Opposition Leader Tony Abbott has promised to repeal the existing carbon tax and the emissions trading scheme scheduled to replace it next year: "No ifs, no buts - it's gone."
Instead, Abbott plans to introduce a A$3.2 billion ($3.7 billion) "direct action" climate change policy relying on a package of alternatives to meet Australia's 5 per cent emissions reduction target.
Milne said yesterday there was no way the Greens would support the change. Labor agrees, although its position in Opposition will depend on whatever new leadership structure emerges.
That would leave Abbott two choices. He could roll over and concede defeat or, far more likely, use a Senate block to trigger a double-dissolution election.

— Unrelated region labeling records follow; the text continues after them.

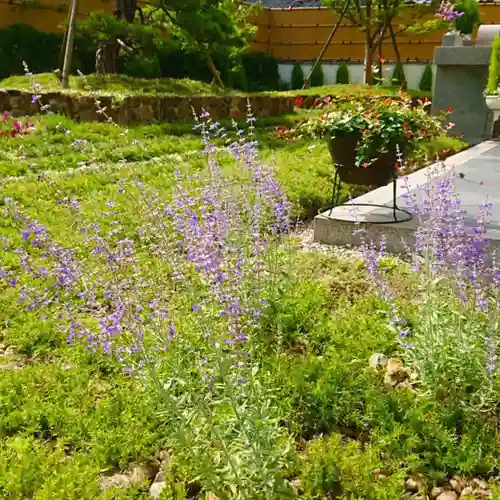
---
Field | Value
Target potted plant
[484,35,500,117]
[436,0,464,47]
[298,96,443,186]
[455,0,481,45]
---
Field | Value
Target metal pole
[61,0,78,89]
[302,0,351,89]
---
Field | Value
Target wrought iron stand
[327,164,412,224]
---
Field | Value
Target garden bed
[0,75,430,124]
[0,110,492,500]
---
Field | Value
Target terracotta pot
[328,134,397,186]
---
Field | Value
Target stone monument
[431,25,500,145]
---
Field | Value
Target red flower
[293,95,304,107]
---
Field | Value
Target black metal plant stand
[326,164,412,224]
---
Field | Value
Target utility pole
[61,0,78,89]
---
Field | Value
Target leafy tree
[80,0,256,86]
[455,0,481,35]
[322,0,442,84]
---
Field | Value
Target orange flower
[293,95,304,107]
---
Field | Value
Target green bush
[455,0,481,35]
[119,54,161,78]
[418,64,432,92]
[242,53,280,92]
[486,35,500,94]
[227,64,248,91]
[291,61,304,90]
[0,24,96,78]
[336,63,349,85]
[309,62,325,87]
[391,61,406,87]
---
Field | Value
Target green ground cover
[0,73,430,98]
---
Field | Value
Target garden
[0,0,500,500]
[0,62,499,499]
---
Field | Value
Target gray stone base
[314,141,500,253]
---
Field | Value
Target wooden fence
[0,0,500,63]
[252,4,500,62]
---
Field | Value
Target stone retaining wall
[0,90,294,125]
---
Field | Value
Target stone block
[431,47,493,145]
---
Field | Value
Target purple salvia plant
[0,107,289,495]
[362,157,500,405]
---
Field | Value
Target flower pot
[485,95,500,136]
[442,33,464,47]
[328,134,397,186]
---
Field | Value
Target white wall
[278,62,426,89]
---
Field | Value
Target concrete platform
[314,140,500,253]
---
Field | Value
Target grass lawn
[0,73,430,98]
[0,111,500,500]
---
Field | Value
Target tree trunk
[365,40,377,85]
[207,54,224,89]
[61,0,78,89]
[365,24,387,85]
[95,0,137,74]
[95,40,120,75]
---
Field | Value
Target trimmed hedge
[336,63,349,85]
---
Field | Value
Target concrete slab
[314,141,500,253]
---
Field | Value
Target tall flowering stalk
[363,159,500,410]
[1,108,291,498]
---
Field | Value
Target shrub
[391,61,406,87]
[309,62,325,87]
[227,64,248,91]
[242,53,280,91]
[336,63,349,85]
[119,54,161,78]
[362,162,500,412]
[372,59,384,85]
[0,114,293,498]
[486,35,500,95]
[455,0,481,35]
[418,64,432,92]
[291,61,304,90]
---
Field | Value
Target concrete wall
[278,62,425,89]
[432,47,493,145]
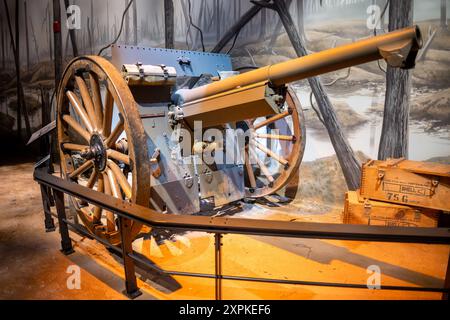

This would send Australians back to the polls to vote not only for a new House of Representatives, but for an entirely new Senate. Only half the Senate's seats are contested in a normal election. With all seats in both Houses up for grabs, Abbott could gamble on winning control of both.
He seems prepared to take the plunge. He has promised that on the new Parliament's first sitting day he will introduce legislation to repeal the carbon tax. It will then pass to the Senate - and there it could crash if Labor and the Greens combine to block it.
Regardless of the outcome of the Upper House election, new Senators will not take their seats for another nine months, leaving the Greens' present nine Senators holding the whip hand.
Abbott is playing down the prospect, counting on Labor to avoid the prospect of further retribution from voters furious to be recalled for another election. He has declared Saturday's vote a referendum on the carbon tax, and claims a Coalition victory would give him a mandate to repeal it.
"We will do whatever is necessary to abolish the carbon tax, but I tell you this, if we win the election ... the last thing the Labor Party will do is commit political suicide twice by continuing to support this absolutely toxic tax," Abbott said.
For the moment at least, Labor is standing firm. While careful not to appear to be conceding defeat, Rudd said the party's policy remained carbon pricing through an emissions trading scheme.
Climate Change Minister Mark Butler added: "Labor has a very clear position on this and ... it is not the position that Tony Abbott takes."
The Greens are hard-line. Milne told the National Press Club in Canberra yesterday: "As long as the Greens hold the balance of power it will not be repealed."
Abbott has played very clever politics. Until he zeroed in on the carbon tax this week climate change had been all but ignored in the campaign. He has sidestepped the planned transfer to emissions trading, declaring both a tax and fuelling wide voter dislike of it. Watch this space.